Google Nest Mini Gutted And Rebuilt To Run Custom Agents

The Google Nest Mini is a popular smart speaker, but it’s very much a cloud-based Big Tech solution. For those that want to roll their own voice assistant, or just get avoid the corporate surveillance of it all, [Justin Alvey’s] work may appeal. (Nitter)

[Justin] pulled apart a Nest Mini, ripped out the original PCB,  and kitted it out with his own internals. He uses the ESP32 as the basis of his design, since it provides plenty of processing power and WiFi connectivity. His  replacement PCB also interfaces with the LEDs, mute switch, and capacitive touch features of the Nest Mini, for ease of interaction.

As a demo, he set up the system to work with a custom “Maubot” assistant using the Matrix framework. He hooked it up with Beeper, a messaging client that collates all your other messaging platforms into one easily-accessible place. The assistant employs GPT3.5, prompted with a list of his family, friends, and other details, to enable him to make calls, send messages, and handle natural language queries. The demo itself is very impressive, and we’d love to try setting up a similar assistant ourselves. Seeing two of [Justin’s] builds talking to each other is amusing, too.

If you’re more comfortable working with Google Assistant rather than dropping it entirely, we’ve looked at that kind of thing, too. Video after the break.

18 thoughts on “Google Nest Mini Gutted And Rebuilt To Run Custom Agents

    1. Reminds me of a funny meme that went around about ten years ago – slightly edited – “I asked my girlfriend why she was armed in the house. She looked at me straight in the eye and said, ‘The frakkin’ Toasters!’ She laughed, I laughed, the printer laughed, she shot the printer, it was a good time!”

  1. That’s like “jailbreaking” an old console TV to make an aquarium:

    Step 1: Remove all of the guts that made the thing what it was.

    Step 2: Install completely new guts that do something very different. Bonus points: Re-use the original knobs to operate the lights and pumps.

    Step 3: Publish it. Remember to misuse the term “jailbreak” for extra clickbait, or nobody will care.

  2. I thought this was about the Nest, which is a THERMOSTAT. A thermostat with a shitty UI, so I thought hey this might be interesting.

    But no… Google named a speaker after a thermostat. I don’t know who does branding at Google, but everyone involved should have been fired after the “Google Video” fiasco. Instead, Google has put on a clinic of how to do the worst branding on Earth ever since. Incredible.

    1. Nest isn’t a thermostat. You are thinking of the company “Nest Labs”. Their product, named the Nest Learning Thermostat, was popular enough that Google purchased the company.

      Nest is now a subsidiary of Google and makes a variety of products. Thermostat, wifi base stations, and smart speakers like the one pictured above.

      If you are gonna be angry and rude, at least get your facts somewhat correct.

      1. Nest IS a thermostat. I have one 10 feet away from me. All you did was repeat what I just said, and then whine that I’m “rude.” Google bought a THERMOSTAT company and has now tried to use the THERMOSTAT’s brand for a SPEAKER.
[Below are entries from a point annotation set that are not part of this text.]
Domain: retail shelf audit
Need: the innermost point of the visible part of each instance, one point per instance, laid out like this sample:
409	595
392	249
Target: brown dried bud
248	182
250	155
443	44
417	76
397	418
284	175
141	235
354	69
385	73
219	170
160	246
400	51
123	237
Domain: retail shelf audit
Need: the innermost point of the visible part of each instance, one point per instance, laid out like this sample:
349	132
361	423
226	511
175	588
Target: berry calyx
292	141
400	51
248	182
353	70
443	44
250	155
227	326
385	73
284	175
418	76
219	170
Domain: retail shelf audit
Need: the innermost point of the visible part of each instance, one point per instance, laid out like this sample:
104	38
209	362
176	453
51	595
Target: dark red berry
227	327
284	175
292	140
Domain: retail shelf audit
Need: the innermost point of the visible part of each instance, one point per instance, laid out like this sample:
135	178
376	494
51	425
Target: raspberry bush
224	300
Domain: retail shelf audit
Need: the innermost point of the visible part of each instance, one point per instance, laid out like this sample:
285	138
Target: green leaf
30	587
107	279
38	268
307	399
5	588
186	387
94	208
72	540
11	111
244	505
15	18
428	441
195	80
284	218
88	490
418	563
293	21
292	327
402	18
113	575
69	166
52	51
        This is STUPID. You can whine and flail all you want, but the fact is that people know Nest as a THERMOSTAT. If you work in Google’s marketing department, don’t blame me for the fact that you suck.

  3. Dure, more e-waste, nut less overal waste maybe?

    He Trier tot jailbreak it from what I gatheres but failed andere gave up. So tien o stad of trashing the entire thing, he reused the shell.

  4. I thought that connecting other speakers than the internal was a hack already. I have built a few nest-minis in the ceiling of the shop where I also have built in speakers. It works like a charm. Fairly good audio for background music. Just remove the internal speaker, solder wire to the socket and connect them to 4 or 8 Ohm speakers and voilá.